In those days, officers did everything from carry mail and messages to discourage crime by their presence to check up on isolated people living in the bush.

In a 1901 White Horse Star article about the winter patrol the NWMP were conducting between Dawson and Whitehorse, the principles were the same as for patrolling farther north:

'Not only do the police patrolling the Yukon serve as a protection to life and property by keeping off probable highwaymen, but also go provided to care for any who might fall victims to the occasional extreme cold. Their dog teams are always available for picking up anyone distressed and carrying him to the nearest police post or road house.'

It was in the 1930s that Old Crow replaced Dawson City as the starting point for the winter dog sled patrols north to Fort McPherson and Herschel Island.

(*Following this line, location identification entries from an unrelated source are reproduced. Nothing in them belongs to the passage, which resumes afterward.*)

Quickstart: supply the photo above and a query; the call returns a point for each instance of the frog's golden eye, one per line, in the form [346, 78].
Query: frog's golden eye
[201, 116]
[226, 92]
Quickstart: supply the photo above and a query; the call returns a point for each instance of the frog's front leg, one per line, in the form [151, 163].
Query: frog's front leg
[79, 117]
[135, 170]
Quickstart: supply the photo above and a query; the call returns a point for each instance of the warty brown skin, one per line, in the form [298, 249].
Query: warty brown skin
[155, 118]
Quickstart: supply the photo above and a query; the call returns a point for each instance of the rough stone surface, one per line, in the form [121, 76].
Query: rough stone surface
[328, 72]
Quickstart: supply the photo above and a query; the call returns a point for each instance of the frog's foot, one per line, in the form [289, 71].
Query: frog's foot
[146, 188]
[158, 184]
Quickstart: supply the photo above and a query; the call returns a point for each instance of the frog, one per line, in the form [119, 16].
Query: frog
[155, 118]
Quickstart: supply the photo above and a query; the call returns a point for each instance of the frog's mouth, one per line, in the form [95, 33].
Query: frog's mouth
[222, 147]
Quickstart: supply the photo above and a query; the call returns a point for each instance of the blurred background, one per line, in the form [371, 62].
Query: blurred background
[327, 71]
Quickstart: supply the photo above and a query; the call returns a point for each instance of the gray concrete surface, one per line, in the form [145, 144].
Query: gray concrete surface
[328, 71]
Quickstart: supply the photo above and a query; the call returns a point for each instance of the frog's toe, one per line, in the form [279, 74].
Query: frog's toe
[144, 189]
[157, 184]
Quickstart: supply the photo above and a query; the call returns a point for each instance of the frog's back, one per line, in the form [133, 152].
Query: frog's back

On his 800-kilometre (500-mile ) Last Patrol in 1969, Const. Townsend noted in his journal the weather and game conditions, dog miles travelled and who they met. Mounties living at remote detachments had been making those sorts of logs to send to head office for some 75 years.

For much of the outgoing trip, Townsend and his native guide broke trail on snowshoe, and twice they had to lower their sleds on chains down cliffs and let the dogs loose to pick their own way down.

On the second-last day of his 26-day patrol, Townsend wrote, 'The last 15 miles of the Hudson Bay portage trail was well packed by caribou and three small herds of caribou were seen (total of approx. 60 caribou). Continued to the police cabin, arriving at 8 p.m. Miles 58.'

Twenty-three kilometres from home the next day, the two were met by the detachment's Cpl. Wheeler, along with Old Crow residents Maynard Ellingson and Stephen Frost.

This year, Frost will be on the long patrol with the RCMP.

The first known Mountie dog team in the Yukon was a four-dog team shipped to Fort Constantine in 1895, wrote Helene Dobrowolsky in her pictorial history Law of the Yukon to mark 100 years of red serge in the territory.

By 1899, the NWMP had 231 four-legged employees. While some detachments hired first nations guides and their teams for patrols, other detachments kept their own teams.

The RCMP started its own dog breeding project in the early 1960s, but by then snowmachines were replacing the furry sled pullers. The 1969 Last Patrol was the Mounties' official closing of the sled dog era.

Though the RCMP's dog-breeding program began in 1960 in Fort Norman, N.W.T., it moved to Herschel Island two years later, and shut down when that detachment closed its doors in 1964.

Even today, RCMP officers in detachments like Haines Junction and Carmacks face a day-long drive to patrol the far corners of their areas.

Next week, the Old Crow group will keep in mind where various cabins are along the route, but doesn't plan on using any of them, except for a cabin they'll stay in for their first night. One of the group members owns that cabin, which he uses to hunt and trap from.

'We'll probably stop there and do a little re-organization, a little checking of fuel,' said MacKellar. 'From there it'll just be straight through to the island.'

Joining MacKellar and Lasson will be auxiliary constable Danny Kassi, Stephen Frost Sr. to represent the Vuntut Gwitchin elders, his son, Dennis Frost Sr., who will represent the hunters and trappers committee along with the renewable resources council, and 20-year-old Kibbe Tetlichi, representing the Old Crow first nation's youth.

Originally, the group had 12 snowmobilers, representing various groups within the community, but it's whittled itself down to a half-dozen.

Andrew Tizya, a Gwitchin elder born in 1921 who guided Mounties' sled dog patrols in the 1950s, is scheduled to escort the group for the first few kilometres out of Old Crow on Sunday.

Leaving north through the Old Crow flats, the patrol will hook onto the Timber River, following it much of its length before swinging northeast through a valley to meet up with the Babbage River.

Following that river will take the group to the coast. Once there, they'll follow the coastline to Herschel Island.

The snowmachine patrol to Herschel isn't the only trip there the Old Crow RCMP have in mind for this year. This summer, they intend to go back to the island in a boat to do maintenance work on two NWMP grave sites.